Research Activities
We study mathematical models and algorithms intending to computationally reproduce human’s natural language communication. Here are examples of our major research topics currently in progress.
Syntactic Parsing
We study theories and technologies that make computers parse natural-language sentences and understand the meanings of sentences. Our research includes improvement of accuracy and speed of parsing as well as grammar development/acquisition. Enju parser that can output semantic structures of sentences in English, Japanese and Chinese is a good example of our achievement. We studied not only English or Japanese, but also Chinese, Vietnamese, and Amharic. We participate in an international project “Universal Dependencies” to develop multilingual resources and are engaged in data development in Japanese.
Semantic Analysis
In natural language, one meaning can be expressed by different linguistic expressions, at the same time one expression can have several different meanings. For example, “downpour” and “heavy rain” represent similar weather. Why do we know it? Humans usually can judge words mean “the same” or “different” without much thinking about the meaning of words, but it is not so easy to make computers do the same. In what situation do humans judge that two different linguistic expressions mean the same? We try through our research to uncover those mechanisms.
Specifically, we study recognition of inference in texts as known as RTE (recognizing textual entailment); a technology which automatically recognizes whether the meaning of two different sentences are equivalent or not. One of our research worth noting is a study on recognition of inference models which combines inferences based on formal logic with machine learning method for large-scale data.

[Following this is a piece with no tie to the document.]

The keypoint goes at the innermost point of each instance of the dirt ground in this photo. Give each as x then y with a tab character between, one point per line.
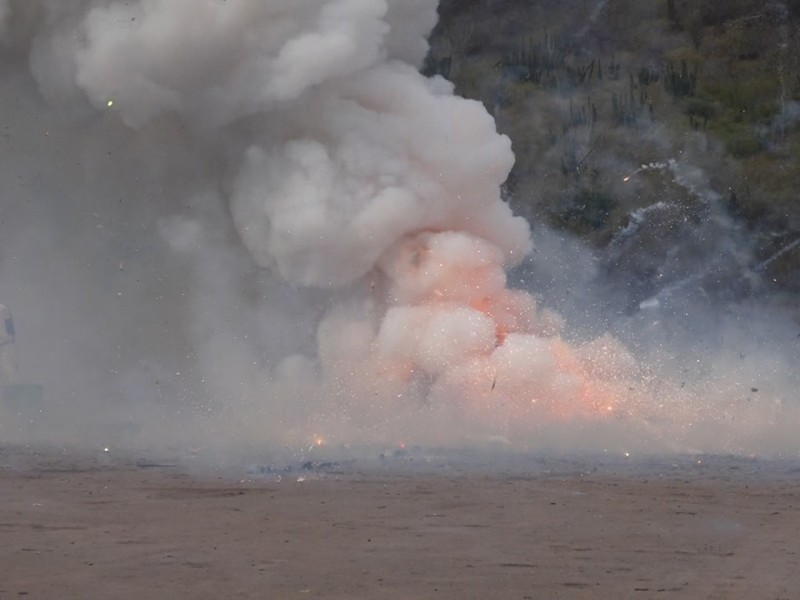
73	525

We also study semantic parsing which converts natural language text into formal representations such as predicate logic formula or database query. If we can convert natural language text into predicate logic formula, we can solve recognition of inference in texts as inferences among logic formulas. If a sentence of inquiry can be converted into database query, we will be able to inquire database in natural language, and this is one of the grounding (more about that later).
Grounding
In addition to our verbal communicate through natural language, we obtain various nonverbal information visually, tactilely, etc. We can understand very well by combining verbal and nonverbal information together. For example, looking at a picture of mountain scenery, following conversation may take place: “Where did you take this picture?” “Tomamu. I visited there last week.” “For skiing?” We make such conversation unconsciously, and we do not know how we integrate various kinds of information to understand well.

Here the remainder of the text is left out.